Despite the fact that these campaigns bore little or no fruit, the students became organised and began to confer with students at other schools, sometimes in other provinces, leading to the idea of a national student organisation. The organisation grew, and imprinted itself on the youth. By 1970, their executive had a member from Sharpeville, Nkutseou Matsau. One student, according to Diseko, recalls that when he ‘arrived at Orlando High in 1970, he found a hive of activities which he joined’.
Members of the ASM were targeted by the police, and a number of them were arrested. One member, Sidney Mokoa, was detained in 1972 and so severely tortured that he never recovered his sanity.
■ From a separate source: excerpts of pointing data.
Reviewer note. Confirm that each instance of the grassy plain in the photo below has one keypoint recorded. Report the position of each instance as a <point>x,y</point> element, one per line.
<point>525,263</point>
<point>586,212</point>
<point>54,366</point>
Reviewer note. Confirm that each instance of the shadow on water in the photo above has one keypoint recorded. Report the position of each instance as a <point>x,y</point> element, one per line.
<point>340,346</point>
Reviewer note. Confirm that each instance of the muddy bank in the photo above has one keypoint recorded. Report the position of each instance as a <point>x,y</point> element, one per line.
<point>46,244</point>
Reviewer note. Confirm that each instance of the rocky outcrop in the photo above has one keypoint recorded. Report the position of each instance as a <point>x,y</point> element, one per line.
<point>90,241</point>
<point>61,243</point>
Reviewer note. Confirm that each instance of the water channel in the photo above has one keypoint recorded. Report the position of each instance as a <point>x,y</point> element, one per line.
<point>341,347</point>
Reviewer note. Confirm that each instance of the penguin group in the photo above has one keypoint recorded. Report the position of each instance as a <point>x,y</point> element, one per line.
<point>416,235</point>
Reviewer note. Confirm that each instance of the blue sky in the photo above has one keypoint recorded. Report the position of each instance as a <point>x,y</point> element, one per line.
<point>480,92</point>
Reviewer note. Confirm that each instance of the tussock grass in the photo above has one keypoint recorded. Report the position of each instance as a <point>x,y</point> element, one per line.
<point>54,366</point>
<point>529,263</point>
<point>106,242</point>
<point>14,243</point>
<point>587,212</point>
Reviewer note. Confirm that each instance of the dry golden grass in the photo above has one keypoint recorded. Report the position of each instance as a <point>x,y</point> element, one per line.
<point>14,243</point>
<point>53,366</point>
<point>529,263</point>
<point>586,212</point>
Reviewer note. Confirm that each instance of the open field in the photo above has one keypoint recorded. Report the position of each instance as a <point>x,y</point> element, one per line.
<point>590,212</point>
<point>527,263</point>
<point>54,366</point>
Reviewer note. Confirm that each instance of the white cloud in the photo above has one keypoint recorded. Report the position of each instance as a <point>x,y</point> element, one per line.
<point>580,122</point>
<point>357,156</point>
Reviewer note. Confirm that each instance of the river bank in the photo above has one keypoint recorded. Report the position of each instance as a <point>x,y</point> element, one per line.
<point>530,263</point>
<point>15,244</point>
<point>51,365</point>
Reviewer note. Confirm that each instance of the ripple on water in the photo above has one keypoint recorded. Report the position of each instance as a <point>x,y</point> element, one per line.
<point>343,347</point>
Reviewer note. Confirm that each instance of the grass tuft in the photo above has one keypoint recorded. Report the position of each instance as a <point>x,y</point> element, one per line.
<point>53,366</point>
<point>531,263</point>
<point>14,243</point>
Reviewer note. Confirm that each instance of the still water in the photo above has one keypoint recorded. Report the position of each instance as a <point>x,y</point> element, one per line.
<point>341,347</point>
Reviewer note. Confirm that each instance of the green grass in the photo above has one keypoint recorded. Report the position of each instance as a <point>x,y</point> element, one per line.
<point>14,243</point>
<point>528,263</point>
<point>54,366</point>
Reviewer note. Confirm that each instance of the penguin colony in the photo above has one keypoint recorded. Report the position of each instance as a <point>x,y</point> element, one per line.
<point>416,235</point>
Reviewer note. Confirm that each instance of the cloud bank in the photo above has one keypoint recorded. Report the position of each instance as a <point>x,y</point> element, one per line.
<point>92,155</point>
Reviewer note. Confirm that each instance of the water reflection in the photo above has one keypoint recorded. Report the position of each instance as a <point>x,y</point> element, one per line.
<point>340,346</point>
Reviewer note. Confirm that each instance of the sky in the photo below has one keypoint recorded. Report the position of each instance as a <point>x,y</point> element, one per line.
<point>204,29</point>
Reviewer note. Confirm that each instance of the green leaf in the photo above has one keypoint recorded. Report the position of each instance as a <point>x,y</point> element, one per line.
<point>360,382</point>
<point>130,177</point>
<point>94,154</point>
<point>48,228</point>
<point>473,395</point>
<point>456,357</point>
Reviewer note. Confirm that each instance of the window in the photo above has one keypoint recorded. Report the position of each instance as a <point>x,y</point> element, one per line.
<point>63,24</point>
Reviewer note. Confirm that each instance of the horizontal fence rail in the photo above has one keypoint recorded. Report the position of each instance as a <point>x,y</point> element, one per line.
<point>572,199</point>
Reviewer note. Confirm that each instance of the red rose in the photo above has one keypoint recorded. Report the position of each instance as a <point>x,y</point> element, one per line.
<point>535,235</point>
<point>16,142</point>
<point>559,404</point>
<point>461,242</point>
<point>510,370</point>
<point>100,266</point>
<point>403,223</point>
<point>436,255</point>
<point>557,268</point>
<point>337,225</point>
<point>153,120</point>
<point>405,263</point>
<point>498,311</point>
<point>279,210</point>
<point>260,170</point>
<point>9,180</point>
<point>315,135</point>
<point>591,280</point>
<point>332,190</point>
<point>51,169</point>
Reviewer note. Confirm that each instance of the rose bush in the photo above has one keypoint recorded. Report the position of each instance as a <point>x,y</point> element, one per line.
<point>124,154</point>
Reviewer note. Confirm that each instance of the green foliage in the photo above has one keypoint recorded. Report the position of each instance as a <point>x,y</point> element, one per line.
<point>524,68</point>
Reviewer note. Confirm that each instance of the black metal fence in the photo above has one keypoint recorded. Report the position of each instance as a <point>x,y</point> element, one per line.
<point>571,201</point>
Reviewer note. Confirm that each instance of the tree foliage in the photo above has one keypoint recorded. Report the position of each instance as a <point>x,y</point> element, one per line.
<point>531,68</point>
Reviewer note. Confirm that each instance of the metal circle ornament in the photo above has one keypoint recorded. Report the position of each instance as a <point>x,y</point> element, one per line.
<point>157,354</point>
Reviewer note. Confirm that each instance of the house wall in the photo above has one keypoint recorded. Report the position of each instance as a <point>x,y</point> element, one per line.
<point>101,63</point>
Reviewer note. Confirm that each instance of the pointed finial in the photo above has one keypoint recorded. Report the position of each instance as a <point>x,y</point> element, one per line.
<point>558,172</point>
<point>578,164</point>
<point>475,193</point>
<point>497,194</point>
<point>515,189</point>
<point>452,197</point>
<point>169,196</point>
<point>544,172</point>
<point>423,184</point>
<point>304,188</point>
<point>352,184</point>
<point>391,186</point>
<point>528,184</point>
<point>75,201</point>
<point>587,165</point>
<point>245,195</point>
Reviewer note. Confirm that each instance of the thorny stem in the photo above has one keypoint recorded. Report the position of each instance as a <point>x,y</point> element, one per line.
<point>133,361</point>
Members of the ASM were persecuted by school authorities, with a number of principals banning the organisation at their schools. According to P Lenkwe, the first Organising Secretary of ASM: ‘At Madibane it took one protest to have us expelled. The principal used dirty methods. Those of us involved in this were isolated as a group and the rest of the students intimidated into divulging information about our activities. So I was isolated as a ring-leader, brutally assaulted by the principal and the teachers, and told to dig a trench alone around a massive sports-field, and subsequently suspended. After this I was never able to return to school.’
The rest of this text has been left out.